Green’s Dictionary of Slang

killing n.

also kill
[now SE]

(US) a great success, usu. financial.

[Aus]Bulletin (Sydney) 19 Sept. 9/2: Another little playful ditty [...] was about the ‘boys,’ with their moustaches and eye-glasses, doing a ‘great kill’ in the best box at the theatre but whose washing consisted of ‘a dicky and a pair of cotton socks.’.
[US]St Paul Globe (MN) 27 Nov. 5/1: Drake, of Chicago, [...] made such a ‘killing’ on the English tracks that was never before made in England.
[US]W. Irwin Confessions of a Con Man 44: I won three hundred and fifty dollars [...] The news of my killing got around.
[US]D. Hammett ‘Nightmare Town’ in Nightmare Town (2001) 35: What a killing!
[US]T. Thursday ‘Good Luck is No Good’ in Federal Agent Nov. 🌐 I tell Maggie McGill — that’s the dame I’m hot over — that I am booked for a heavy killing.
[US]C. Himes ‘Face in the Moonlight’ in Coll.
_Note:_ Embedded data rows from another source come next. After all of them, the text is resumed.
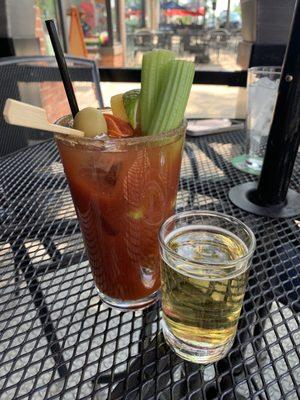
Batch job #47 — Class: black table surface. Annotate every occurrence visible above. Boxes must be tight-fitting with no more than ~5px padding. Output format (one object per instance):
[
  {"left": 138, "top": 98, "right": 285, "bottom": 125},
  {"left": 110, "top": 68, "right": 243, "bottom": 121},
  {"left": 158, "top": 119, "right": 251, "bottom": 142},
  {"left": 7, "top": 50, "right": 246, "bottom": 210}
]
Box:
[{"left": 0, "top": 132, "right": 300, "bottom": 400}]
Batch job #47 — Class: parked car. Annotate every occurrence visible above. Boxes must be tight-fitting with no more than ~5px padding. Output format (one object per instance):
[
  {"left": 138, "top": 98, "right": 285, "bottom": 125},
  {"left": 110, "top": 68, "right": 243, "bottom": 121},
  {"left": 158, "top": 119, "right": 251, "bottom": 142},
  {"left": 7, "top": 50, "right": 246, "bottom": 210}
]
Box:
[{"left": 218, "top": 10, "right": 242, "bottom": 29}]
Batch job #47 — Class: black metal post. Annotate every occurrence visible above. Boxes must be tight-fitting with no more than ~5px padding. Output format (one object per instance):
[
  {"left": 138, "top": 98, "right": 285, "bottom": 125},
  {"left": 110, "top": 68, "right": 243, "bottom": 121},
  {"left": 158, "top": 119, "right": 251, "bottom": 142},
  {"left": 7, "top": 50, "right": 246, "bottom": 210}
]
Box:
[
  {"left": 141, "top": 0, "right": 146, "bottom": 28},
  {"left": 256, "top": 1, "right": 300, "bottom": 205},
  {"left": 229, "top": 0, "right": 300, "bottom": 218}
]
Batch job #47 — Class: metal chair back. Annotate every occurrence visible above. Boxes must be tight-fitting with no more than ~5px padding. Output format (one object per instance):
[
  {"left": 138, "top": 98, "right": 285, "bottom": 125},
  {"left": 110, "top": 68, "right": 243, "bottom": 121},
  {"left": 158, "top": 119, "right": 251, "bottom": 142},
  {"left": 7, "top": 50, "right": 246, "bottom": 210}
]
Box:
[{"left": 0, "top": 56, "right": 103, "bottom": 157}]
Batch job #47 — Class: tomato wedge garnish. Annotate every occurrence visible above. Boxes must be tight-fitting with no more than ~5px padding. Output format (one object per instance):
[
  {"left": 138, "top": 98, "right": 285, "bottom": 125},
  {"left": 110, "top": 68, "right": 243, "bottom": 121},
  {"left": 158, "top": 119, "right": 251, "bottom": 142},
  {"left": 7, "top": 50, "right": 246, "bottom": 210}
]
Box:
[{"left": 103, "top": 113, "right": 135, "bottom": 138}]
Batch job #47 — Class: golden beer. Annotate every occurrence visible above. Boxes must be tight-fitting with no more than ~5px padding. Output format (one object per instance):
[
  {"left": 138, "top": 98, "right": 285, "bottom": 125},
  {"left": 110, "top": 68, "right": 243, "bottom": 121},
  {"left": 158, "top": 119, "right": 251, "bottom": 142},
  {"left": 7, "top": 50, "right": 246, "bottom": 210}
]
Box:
[{"left": 161, "top": 212, "right": 254, "bottom": 363}]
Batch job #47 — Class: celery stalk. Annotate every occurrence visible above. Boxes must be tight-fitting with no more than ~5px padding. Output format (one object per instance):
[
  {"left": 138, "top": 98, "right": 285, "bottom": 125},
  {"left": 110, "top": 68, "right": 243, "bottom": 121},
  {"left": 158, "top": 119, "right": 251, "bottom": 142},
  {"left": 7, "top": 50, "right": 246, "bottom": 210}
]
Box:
[
  {"left": 147, "top": 60, "right": 195, "bottom": 135},
  {"left": 140, "top": 50, "right": 175, "bottom": 134}
]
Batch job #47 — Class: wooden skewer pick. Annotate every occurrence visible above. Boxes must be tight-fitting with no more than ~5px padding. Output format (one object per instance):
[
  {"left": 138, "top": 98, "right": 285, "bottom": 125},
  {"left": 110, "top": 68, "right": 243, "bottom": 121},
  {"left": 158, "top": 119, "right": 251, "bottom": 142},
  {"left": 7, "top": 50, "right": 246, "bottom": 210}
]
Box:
[{"left": 3, "top": 99, "right": 84, "bottom": 137}]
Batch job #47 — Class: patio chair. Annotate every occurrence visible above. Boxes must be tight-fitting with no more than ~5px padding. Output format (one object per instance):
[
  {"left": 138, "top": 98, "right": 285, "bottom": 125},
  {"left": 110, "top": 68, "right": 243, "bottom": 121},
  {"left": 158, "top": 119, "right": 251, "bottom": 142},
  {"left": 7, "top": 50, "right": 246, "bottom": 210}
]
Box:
[
  {"left": 0, "top": 56, "right": 103, "bottom": 377},
  {"left": 0, "top": 56, "right": 103, "bottom": 157}
]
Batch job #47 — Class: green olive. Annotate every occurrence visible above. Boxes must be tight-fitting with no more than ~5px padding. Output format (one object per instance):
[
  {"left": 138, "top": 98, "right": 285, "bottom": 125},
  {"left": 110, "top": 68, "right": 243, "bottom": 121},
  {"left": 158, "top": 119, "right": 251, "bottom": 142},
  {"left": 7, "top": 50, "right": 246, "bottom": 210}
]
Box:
[{"left": 73, "top": 107, "right": 107, "bottom": 137}]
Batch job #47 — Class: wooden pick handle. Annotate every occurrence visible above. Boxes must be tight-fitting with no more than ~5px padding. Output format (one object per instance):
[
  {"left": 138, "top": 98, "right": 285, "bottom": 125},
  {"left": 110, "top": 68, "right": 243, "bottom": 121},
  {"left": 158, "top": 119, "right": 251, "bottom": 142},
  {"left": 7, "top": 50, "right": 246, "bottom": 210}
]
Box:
[{"left": 3, "top": 99, "right": 84, "bottom": 137}]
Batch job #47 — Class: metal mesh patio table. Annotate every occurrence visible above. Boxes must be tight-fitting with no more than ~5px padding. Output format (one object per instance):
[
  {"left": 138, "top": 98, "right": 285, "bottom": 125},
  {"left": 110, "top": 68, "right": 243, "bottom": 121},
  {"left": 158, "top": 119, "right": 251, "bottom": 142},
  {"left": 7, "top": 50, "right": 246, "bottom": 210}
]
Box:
[{"left": 0, "top": 131, "right": 300, "bottom": 400}]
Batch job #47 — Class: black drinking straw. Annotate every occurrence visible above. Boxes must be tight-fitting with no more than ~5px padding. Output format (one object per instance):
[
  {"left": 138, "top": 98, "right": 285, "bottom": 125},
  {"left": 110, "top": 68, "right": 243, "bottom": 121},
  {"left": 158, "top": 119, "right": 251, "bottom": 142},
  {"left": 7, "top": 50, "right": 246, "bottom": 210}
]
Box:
[{"left": 46, "top": 19, "right": 79, "bottom": 118}]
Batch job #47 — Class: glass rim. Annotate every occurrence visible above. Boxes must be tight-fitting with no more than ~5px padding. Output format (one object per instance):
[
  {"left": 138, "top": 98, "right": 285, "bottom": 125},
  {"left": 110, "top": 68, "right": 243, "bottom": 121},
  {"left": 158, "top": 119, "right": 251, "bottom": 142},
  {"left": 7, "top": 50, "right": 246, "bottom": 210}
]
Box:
[
  {"left": 248, "top": 65, "right": 282, "bottom": 75},
  {"left": 53, "top": 108, "right": 188, "bottom": 146},
  {"left": 158, "top": 210, "right": 256, "bottom": 268}
]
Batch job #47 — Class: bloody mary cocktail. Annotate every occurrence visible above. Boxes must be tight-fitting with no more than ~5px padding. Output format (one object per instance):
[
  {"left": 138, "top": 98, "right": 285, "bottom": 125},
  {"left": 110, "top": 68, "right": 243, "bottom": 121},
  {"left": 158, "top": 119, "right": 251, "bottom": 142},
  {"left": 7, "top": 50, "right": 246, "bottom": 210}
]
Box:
[{"left": 56, "top": 117, "right": 186, "bottom": 310}]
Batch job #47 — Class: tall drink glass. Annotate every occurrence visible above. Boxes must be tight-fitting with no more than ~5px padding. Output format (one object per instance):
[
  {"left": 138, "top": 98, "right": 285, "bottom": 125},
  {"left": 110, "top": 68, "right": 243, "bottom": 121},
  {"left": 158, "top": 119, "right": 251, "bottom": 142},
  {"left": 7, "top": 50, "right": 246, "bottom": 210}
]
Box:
[
  {"left": 159, "top": 211, "right": 255, "bottom": 364},
  {"left": 246, "top": 67, "right": 281, "bottom": 171},
  {"left": 56, "top": 116, "right": 186, "bottom": 311}
]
Stories (1990) 137: [Y]ou were in Miami—the winter after you had made the killing at Arlington Park.
[US]E. Reid Shame of N.Y. 136: The shipowners want a constant, controlled pool of labor, and the longshoremen live for the day of the ‘big killing’.
[UK]R. Cook Crust on its Uppers 57: We’re going to have a proper killing this time.

In phrases

make a killing (v.) (also make a kill, ...cleaning)

1. (orig. US) to make a profit by gambling, whether at the races, on the stock market, in a casino etc.

[US]H. Blossom Checkers 12: It looked like a good chance to make a ‘killin’’ and I put twenty on him.
[US]D.G. Phillips Susan Lenox I 210: We were going to try to make a killing at Sutherland.
[US]F. Packard Adventures of Jimmie Dale (1918) I iii: I’m feeling good, that’s all — I’m going to make the killing of my life to-morrow.
[US]F. Williams Hop-Heads 101: She had made a killing on the ponies, cleaned up $40,000.
[US]P.J. Wolfson Bodies are Dust (2019) [ebook] ‘You want to make a killin’?’.
[UK]P. Cheyney Dames Don’t Care (1960) 117: Aymes makes a killin’ on the stock market.
[UK]R. Westerby Wide Boys Never Work (1938) 181: Pretending he had made a kill on the horses.
[US]F. Brown Dead Ringer 104: He’s got dough [...] He made a killing that one week in Evansville.
[Aus]T.A.G. Hungerford Riverslake 126: If I make a killing tonight I’ll be damn careful gatting away from the ring and back to the camp!
[Aus]A. Buzo Rooted III iii: Went up country and made a killing on the proverbial dogs. Picked up a good tip from a local turf identity.
[Can]R. Caron Go-Boy! 37: There was one guy [...] who owned a contraband library of pornographic books; he made a killing loaning them out at three bales [of tobacco] a crack.
[UK]J. Sullivan ‘A Losing Streak’ Only Fools and Horses [TV script] We’ll see if we can make a killing down the old market.
[UK]J. Osborne Déjàvu Act I: The middle classes never tell you when they’ve made a killing, especially when it’s inherited money.
[UK] Sun. Times 6 Feb. 8: Wife of raider makes killing on M&S deal.
[UK]Sun. Times Mag. 19 Dec. 63/3: Schilling has made a killing abd bought himself a pile in Norfolk.

2. (US campus) to answer all of a teacher’s questions correctly.

[US]J.W. Carr ‘Words from Northwest Arkansas’ in DN III:ii 146: make a killing, n. phr. To answer all the questions of a teacher correctly. ‘He asked some hard questions, but Jim made a killing’.